I am reminded a propos of a negative review Simon received for one of his less successful theatrical outings entitled The Star-Spangled Girl, which said, “Neil Simon hasn’t had an idea for a play this season but he’s gone ahead and written one anyway.” “This”, proclaims Dr. Pomerantz – the one without the psychology degree – “speaks more to ‘unstoppable obsession’ than to ‘creative enthusiasm.’ Well doesn’t it?)
And then there’s me. (“End of the line, folks. All passengers must exit onto the platform.”)
Me, who confessed to Bill Cosby on the initial day of our collaboration,
“I do not want to die.” (In the manner of my Dad’s overzealous, Jewish compatriots.)

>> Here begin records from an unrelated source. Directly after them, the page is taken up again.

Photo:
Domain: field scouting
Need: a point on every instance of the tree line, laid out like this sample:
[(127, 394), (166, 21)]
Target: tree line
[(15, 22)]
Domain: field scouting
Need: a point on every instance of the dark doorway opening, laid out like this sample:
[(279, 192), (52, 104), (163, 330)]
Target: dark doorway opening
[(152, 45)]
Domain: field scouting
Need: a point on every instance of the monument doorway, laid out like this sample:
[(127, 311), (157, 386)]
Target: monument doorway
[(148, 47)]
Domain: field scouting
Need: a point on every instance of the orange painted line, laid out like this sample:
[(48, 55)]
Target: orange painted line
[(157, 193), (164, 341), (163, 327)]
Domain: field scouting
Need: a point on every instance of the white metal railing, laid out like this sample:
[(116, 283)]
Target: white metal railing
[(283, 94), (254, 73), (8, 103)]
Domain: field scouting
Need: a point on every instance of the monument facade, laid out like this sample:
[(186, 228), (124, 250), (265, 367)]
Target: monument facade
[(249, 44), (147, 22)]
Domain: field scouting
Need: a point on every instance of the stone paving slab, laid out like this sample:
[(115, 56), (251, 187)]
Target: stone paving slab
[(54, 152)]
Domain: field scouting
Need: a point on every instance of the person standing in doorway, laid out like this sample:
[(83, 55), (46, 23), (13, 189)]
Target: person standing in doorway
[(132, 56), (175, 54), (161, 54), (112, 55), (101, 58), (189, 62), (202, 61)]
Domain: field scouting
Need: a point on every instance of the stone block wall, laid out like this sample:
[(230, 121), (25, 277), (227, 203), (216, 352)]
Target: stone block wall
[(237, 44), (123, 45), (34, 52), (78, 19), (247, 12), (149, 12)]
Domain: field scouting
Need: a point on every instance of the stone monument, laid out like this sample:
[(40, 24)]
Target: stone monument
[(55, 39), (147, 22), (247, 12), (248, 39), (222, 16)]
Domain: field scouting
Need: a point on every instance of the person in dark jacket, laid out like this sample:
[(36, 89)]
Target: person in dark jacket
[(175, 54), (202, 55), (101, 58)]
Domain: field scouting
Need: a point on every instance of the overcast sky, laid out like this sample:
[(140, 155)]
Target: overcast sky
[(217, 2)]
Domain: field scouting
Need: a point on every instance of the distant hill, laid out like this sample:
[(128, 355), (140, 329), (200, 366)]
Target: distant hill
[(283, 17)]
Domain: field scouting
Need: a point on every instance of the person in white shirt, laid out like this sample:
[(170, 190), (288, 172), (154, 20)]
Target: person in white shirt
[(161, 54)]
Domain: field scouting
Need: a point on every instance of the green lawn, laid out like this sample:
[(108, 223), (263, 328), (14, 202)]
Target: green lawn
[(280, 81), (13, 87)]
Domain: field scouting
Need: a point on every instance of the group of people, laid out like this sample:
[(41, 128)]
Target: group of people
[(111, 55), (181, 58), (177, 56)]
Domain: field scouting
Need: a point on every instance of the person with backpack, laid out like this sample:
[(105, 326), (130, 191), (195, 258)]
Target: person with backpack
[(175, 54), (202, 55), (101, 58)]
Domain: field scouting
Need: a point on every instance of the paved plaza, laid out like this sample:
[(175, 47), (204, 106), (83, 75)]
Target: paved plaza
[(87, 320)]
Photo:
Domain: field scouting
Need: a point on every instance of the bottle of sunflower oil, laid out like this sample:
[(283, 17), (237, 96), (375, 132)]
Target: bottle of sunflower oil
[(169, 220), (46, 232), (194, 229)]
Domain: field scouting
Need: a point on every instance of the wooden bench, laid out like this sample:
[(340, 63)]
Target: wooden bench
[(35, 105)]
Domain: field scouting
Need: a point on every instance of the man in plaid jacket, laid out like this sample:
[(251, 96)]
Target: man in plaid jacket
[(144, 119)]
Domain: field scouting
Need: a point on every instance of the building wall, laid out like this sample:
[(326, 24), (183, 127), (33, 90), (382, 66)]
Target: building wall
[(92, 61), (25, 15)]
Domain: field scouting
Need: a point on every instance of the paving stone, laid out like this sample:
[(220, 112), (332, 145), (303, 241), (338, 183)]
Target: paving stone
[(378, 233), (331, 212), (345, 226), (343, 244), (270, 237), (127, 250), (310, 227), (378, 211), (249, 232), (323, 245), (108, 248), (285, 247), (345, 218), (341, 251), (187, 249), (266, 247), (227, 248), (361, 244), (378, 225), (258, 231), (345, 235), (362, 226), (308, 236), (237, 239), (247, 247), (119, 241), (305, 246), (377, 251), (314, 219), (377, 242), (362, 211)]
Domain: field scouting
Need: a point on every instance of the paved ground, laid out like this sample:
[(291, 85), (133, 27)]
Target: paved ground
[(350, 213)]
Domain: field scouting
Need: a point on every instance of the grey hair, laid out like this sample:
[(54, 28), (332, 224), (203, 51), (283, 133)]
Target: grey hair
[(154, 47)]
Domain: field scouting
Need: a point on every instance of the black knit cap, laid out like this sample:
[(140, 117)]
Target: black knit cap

Along with issues of drug addiction and severe mental impairment, I have always been interested in the relationship between rampant obsession and creative genius. Thinking about this post, the example of the famously overdriven Bob Fosse came to mind, an award-winning theatrical and film director, dead after numerous cardiacical “near misses” at 60.)
As for myself, there was no question I wanted to be as good at what I did as I possibly could.
But I also wanted, with equal passion and enthusiasm, to go home. (To my freedom and to my family.)
I additionally observed that I had minimum difficulty “putting down the pen”, never feeling the nagging urgency to write during series hiatuses, extended vacations, numerous months-long writers strikes or, in the current blog-writing context, on weekends.
I can do it.
But I don’t have to.
Causationally or otherwise – and if there’s a causation in one direction why would there not be in the other – my personal existence has been mercifully unrocky.
Which brought me not long ago to a new and shocking consideration.
In a world where strivers of all stripes are pushed to shoot for the stars whatever the consequences, whereas I, although committed always to doing my best, sought simultaneously the closest available approximation of a “balanced and reasonable life”…
When you add it all up, and “marking on the curve”, and giving myself the benefit of the doubt, could it in any way be possible, by some unprejudiced standard of measurement, that I, who never once thought of himself that way, was, in fact, at least by comparison, dare I say the word…
That’s unimaginable, is it?
To quote Fagin, singing “Reviewing the Situation” in Oliver!...
I think I better think it out again.